第61話 スイッチヒッター
「うりゃああっ!」
ズバンッ!!
「ストライク! バッターアウト!」
ふう。これで11人連続で三振を奪った!
4回表の多岐川第三の攻撃中でツーアウト。
さすがにこの回はセーフティーバントを仕掛けられたりもしたんだけど……目いっぱい左腕を振って、球威で押しまくってバントさせなかった。
それはいいけど額から顔に伝ってくる汗が止まらない。ちょっと息も切れてきたしスタミナが心配になってきた。
だけどオレは今日の目標……5回までリードを保って投げきりたいんだ。
それにはこのあと対戦する3番木崎、4番津々木を抑えないと。ここが踏ん張りどころってわけだ。
「しょーたく〜ん。やっぱりキミのリードじゃなくてあのピッチャーが良かっただけなんだね」
「……ああそうさ」
「なんだあっさり認めるのか。まあ仲間に恵まれるのだけがキミの取り柄だし。中学時代なんて特にさ〜!」
「だからその仲間たちをもり立てるように頑張ってるよ」
「……ボクたちの活躍にタダ乗りしてたクセに。何が仲間だ!」
「……」
また木崎のヤツがしょーたに絡んでやがる。さっき2塁打を打ったのにまだ文句あんのかよ。

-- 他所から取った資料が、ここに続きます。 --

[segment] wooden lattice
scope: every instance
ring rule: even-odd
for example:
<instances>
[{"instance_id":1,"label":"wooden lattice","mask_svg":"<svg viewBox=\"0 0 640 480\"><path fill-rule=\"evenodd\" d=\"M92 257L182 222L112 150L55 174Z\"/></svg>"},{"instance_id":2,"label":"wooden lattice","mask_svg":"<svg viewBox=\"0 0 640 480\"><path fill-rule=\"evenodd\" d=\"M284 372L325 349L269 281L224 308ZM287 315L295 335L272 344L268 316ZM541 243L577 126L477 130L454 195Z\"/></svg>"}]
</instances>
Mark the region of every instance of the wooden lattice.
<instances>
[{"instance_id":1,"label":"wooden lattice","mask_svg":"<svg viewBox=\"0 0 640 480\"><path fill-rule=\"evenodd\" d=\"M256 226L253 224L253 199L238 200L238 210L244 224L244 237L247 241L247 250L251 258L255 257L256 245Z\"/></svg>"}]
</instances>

まあいい、今回も三振に打ち取ってグウの音も出ないようにしてやる。
さて初球は……何かおかしいな。
あっ! 木崎のヤツ!
スイッチヒッターなのは知ってるけどわざわざ左打席に立ちやがって。
しかもオープンスタンスか。左足はベースの方に寄せてるけど。
ナメた真似を……しょーたはどうする?
初球は外角低めか。それはいいけどボールゾーンに外せだあ?
馬鹿言え、こんなヤツは力で捻じ伏せる。
「うりゃああっ!」
バシィーッ!!
嘘だろっ! レフト線にほぼ平行に低いライナーが飛んでいって……。
「ファウル!」
危ねえー! ギリギリでファウルゾーン側に落ちた。
「オージロウー!!」
おっとしょーたが怒ってる。まあ指示通りじゃねえもんな。
そういや思い出した。しょーたが木崎について説明してた内容を。
木崎は小学生時代にテニスもやっていてバックハンド打ちが得意だったとか。
だから左打席はそれを生かした打ち方をしてくるって……今のはダウンザラインっぽいな。◯織選手がよくやってたやつ。
そうか。まあそれがわかってればもう大丈夫。
2球目は一応外角のボールゾーンにはずしたが予定通り見送られた。
あとは内角攻めだ。テニスならフットワークが使えるが野球ではバッターボックスの中しか動けない。
というわけで3球目は胸元目掛けてズバッと!
パシーン!
うわっ! なんだあれ、バットを寝かせ気味にしてボールの下を切るみたいな!
でもショートが取れそうなフライ……いや打球がなかなか落ちずに結局レフト前にポトリと落ちてしまった。
「しょーたく〜ん。ボクはもう内角でもスライスが自在に打てるのさ。常に進化してるんだよ、キミと違って。あっはっはっ!」
クソッ! 最初から内角に誘導する狙いだったんだ。もちろん外角に甘く来たらそれは打つつもりで。
今回は木崎にしてやられたぜ……。
連続三振も途切れたし。でも津々木は打ち取って、意地でも無失点は継続してやる。